Search code examples
scalaapache-sparklogarithm

How to take the logarithm of an RDD in Spark (Scala)


How do I take the logarithm of an RDD? I have a val rdd: RDD[Double] and I simply want to take the logarithm of it.

This is essentially the same question as this, but the solution proposed does not work. I run:

val rdd: RDD[Double] = <something>
val log_y = rdd.map(x => org.apache.commons.math3.analysis.function.Log(2.0, x))

and I get the error:

error: object org.apache.commons.math3.analysis.function.Log is not a value

Solution

  • As I see, this class from math3 computes the natural log function and it works like:

    new org.apache.commons.math3.analysis.function.Log().value(3)
    res1: Double = 1.0986122886681098
    

    It is the version that comes with the Spark 3.1.2.

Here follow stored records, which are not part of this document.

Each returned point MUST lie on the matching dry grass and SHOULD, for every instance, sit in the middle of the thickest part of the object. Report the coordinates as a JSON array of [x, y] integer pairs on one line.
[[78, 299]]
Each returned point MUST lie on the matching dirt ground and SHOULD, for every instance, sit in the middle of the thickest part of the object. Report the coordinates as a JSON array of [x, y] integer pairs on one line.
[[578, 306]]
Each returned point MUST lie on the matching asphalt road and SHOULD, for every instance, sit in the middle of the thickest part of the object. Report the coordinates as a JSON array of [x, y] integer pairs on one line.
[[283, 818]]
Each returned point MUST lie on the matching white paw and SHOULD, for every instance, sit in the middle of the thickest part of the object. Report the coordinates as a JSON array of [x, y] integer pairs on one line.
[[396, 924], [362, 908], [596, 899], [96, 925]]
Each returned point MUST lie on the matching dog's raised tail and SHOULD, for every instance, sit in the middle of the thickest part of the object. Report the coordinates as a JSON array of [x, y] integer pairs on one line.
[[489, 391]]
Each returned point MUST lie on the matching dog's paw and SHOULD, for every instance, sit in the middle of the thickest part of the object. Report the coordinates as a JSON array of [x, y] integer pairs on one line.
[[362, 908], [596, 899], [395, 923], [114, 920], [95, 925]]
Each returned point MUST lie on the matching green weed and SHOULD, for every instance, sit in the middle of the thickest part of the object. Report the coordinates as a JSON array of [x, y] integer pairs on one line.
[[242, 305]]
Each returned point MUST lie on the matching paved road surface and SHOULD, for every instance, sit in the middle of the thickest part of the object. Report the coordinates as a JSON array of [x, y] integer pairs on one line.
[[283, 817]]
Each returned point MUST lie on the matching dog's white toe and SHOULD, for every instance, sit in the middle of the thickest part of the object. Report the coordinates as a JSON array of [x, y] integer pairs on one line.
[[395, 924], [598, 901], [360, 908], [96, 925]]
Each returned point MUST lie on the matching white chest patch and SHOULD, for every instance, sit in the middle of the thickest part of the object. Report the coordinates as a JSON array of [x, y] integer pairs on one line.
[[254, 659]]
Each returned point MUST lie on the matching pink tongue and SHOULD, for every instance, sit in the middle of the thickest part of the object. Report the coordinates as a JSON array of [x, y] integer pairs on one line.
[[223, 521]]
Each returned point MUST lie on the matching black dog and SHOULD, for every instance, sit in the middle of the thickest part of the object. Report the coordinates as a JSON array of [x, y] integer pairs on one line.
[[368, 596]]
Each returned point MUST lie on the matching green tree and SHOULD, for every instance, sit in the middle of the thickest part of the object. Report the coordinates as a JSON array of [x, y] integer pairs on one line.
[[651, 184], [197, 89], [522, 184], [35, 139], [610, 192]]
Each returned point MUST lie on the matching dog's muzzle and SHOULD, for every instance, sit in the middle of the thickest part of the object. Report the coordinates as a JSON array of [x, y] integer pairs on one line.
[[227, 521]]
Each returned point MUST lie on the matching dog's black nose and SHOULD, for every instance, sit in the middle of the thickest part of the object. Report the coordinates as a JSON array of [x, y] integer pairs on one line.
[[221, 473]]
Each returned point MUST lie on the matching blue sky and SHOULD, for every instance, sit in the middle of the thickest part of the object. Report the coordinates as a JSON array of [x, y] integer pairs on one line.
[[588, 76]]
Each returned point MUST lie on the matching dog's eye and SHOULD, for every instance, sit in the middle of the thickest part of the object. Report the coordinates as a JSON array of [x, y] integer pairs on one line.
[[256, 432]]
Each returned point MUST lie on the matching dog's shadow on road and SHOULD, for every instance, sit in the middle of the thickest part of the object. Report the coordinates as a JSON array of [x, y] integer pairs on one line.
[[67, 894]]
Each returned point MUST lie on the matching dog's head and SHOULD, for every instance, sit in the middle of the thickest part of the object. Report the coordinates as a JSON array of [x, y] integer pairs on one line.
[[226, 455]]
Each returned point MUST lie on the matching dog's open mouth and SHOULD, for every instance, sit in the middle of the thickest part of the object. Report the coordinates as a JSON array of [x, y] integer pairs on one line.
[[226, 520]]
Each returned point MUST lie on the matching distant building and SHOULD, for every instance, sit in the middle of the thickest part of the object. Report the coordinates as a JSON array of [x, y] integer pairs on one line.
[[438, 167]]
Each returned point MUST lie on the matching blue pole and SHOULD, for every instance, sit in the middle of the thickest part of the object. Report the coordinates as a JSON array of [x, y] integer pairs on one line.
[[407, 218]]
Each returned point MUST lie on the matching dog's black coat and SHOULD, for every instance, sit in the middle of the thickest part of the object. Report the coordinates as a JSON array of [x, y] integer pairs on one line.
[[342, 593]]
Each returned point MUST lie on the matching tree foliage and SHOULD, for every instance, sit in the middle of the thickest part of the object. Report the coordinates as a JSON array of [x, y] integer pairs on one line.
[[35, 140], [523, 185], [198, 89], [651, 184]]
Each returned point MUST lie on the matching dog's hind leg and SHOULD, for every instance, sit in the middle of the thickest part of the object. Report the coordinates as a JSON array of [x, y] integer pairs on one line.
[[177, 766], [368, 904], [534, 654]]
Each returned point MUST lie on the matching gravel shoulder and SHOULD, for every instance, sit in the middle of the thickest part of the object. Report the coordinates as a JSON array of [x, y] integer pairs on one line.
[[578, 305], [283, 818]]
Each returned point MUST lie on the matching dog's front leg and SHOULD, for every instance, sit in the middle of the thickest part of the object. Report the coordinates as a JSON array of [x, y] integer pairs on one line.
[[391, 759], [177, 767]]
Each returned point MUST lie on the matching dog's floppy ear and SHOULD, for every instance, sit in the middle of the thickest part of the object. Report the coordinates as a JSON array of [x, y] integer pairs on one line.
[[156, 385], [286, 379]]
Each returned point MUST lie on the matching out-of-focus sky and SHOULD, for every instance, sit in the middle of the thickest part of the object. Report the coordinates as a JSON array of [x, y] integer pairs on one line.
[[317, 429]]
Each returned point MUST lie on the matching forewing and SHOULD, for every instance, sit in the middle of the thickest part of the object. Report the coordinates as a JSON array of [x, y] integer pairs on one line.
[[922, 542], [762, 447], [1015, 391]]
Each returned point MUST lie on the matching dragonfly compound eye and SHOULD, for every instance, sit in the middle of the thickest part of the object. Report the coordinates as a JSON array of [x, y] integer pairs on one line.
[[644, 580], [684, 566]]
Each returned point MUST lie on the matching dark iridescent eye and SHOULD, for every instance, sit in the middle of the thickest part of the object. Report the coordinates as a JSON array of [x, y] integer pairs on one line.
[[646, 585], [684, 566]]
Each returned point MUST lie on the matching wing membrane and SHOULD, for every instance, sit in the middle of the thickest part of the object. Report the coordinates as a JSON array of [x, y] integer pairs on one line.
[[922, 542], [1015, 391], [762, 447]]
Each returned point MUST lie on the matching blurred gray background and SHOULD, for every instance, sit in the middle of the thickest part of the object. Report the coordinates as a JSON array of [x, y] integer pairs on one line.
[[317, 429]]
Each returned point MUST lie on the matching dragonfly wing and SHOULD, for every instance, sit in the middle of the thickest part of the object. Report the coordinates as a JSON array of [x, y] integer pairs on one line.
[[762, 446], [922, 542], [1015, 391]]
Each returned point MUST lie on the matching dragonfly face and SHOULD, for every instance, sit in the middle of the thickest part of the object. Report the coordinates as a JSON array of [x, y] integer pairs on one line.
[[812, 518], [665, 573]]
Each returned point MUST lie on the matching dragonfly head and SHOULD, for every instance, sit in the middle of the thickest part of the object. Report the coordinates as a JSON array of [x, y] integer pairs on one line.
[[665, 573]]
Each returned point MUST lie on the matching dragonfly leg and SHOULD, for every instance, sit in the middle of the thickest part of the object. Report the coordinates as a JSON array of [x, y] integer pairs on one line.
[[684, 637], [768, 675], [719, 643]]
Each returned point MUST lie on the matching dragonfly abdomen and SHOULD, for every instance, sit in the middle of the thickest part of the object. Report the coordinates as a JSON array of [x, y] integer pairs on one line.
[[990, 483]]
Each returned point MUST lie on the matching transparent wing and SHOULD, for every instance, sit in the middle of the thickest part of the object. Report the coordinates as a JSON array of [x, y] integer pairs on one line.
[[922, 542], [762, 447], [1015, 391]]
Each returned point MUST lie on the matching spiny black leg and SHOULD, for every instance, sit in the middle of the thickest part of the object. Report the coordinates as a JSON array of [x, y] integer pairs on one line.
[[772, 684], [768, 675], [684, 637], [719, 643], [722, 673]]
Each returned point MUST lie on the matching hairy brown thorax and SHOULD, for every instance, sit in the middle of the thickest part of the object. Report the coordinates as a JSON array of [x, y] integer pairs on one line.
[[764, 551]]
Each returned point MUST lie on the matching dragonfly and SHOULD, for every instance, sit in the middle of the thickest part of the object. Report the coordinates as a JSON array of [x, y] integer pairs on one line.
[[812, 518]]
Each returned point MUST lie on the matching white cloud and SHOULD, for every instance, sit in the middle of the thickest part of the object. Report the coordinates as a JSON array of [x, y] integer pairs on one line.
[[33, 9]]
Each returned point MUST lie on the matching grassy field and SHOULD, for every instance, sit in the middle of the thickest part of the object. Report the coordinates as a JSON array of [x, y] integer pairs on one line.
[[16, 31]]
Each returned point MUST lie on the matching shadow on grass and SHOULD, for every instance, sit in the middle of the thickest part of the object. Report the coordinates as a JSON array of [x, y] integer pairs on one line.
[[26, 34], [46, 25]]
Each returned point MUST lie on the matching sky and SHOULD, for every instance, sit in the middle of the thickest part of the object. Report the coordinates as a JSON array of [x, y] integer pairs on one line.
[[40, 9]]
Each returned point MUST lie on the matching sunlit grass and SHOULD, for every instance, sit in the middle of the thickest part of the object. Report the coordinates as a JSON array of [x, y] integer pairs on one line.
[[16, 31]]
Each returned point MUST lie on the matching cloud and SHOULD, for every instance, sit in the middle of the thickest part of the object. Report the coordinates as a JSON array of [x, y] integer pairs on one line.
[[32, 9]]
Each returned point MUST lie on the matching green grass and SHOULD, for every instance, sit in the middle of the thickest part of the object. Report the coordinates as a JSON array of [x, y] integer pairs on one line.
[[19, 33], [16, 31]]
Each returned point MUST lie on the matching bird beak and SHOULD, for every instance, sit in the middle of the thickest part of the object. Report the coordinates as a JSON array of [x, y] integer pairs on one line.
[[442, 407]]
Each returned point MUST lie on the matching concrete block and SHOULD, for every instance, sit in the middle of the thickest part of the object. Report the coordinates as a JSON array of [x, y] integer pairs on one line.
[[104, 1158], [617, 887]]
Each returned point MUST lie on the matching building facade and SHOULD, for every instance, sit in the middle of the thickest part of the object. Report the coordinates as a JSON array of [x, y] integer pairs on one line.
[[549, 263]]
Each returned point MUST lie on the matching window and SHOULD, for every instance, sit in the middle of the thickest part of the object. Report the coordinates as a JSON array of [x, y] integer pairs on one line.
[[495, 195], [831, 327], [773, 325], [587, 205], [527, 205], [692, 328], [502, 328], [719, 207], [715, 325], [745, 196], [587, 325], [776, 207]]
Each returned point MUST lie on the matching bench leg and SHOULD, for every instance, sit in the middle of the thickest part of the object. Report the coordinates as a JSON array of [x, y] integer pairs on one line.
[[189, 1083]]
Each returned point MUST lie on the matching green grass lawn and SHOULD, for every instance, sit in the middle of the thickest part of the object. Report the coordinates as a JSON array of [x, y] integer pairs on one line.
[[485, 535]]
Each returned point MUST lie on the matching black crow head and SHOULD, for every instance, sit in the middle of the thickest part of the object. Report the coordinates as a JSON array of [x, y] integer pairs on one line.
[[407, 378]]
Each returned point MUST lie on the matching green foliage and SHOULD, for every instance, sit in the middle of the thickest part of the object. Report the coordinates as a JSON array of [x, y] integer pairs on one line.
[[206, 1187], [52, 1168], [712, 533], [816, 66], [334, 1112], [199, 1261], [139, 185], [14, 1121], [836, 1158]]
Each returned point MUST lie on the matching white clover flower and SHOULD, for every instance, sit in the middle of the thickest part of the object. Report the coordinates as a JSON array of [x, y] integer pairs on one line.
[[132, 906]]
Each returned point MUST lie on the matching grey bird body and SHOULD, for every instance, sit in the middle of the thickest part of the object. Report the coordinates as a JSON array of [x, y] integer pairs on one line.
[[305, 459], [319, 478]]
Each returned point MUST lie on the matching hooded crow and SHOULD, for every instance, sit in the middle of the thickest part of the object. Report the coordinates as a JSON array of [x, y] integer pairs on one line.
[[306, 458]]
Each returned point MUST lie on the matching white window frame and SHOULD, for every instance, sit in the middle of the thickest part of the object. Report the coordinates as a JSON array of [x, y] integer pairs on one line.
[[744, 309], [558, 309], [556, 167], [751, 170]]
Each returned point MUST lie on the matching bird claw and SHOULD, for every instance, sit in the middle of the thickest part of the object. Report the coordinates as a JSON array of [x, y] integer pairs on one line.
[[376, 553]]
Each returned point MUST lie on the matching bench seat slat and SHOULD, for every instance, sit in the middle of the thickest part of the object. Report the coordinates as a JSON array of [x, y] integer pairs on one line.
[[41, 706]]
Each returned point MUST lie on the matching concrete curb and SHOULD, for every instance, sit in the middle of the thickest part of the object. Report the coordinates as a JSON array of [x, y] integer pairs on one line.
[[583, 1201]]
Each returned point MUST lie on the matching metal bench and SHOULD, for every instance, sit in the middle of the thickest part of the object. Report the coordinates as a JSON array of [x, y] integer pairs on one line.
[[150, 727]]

    val log_y = rdd.map(x => org.apache.commons.math3.analysis.function.Log().value)
    

    If you are using this same version

    This is the code of this class:

    public class Log implements UnivariateDifferentiableFunction, DifferentiableUnivariateFunction {
        /** {@inheritDoc} */
        public double value(double x) {
            return FastMath.log(x);
        }
    
        /** {@inheritDoc}
         * @deprecated as of 3.1, replaced by {@link #value(DerivativeStructure)}
         */
        @Deprecated
        public UnivariateFunction derivative() {
            return FunctionUtils.toDifferentiableUnivariateFunction(this).derivative();
        }
    
        /** {@inheritDoc}
         * @since 3.1
         */
        public DerivativeStructure value(final DerivativeStructure t) {
            return t.log();
        }
    
    }
    

    As you can see, you need to create an instance and then the value property is what actually executes the log function. Although you could create an instance outside the map and mark it as transient to avoid creating a new instance per RDD element. Or you can use this class in a mapPartition function to create only an instance per partition.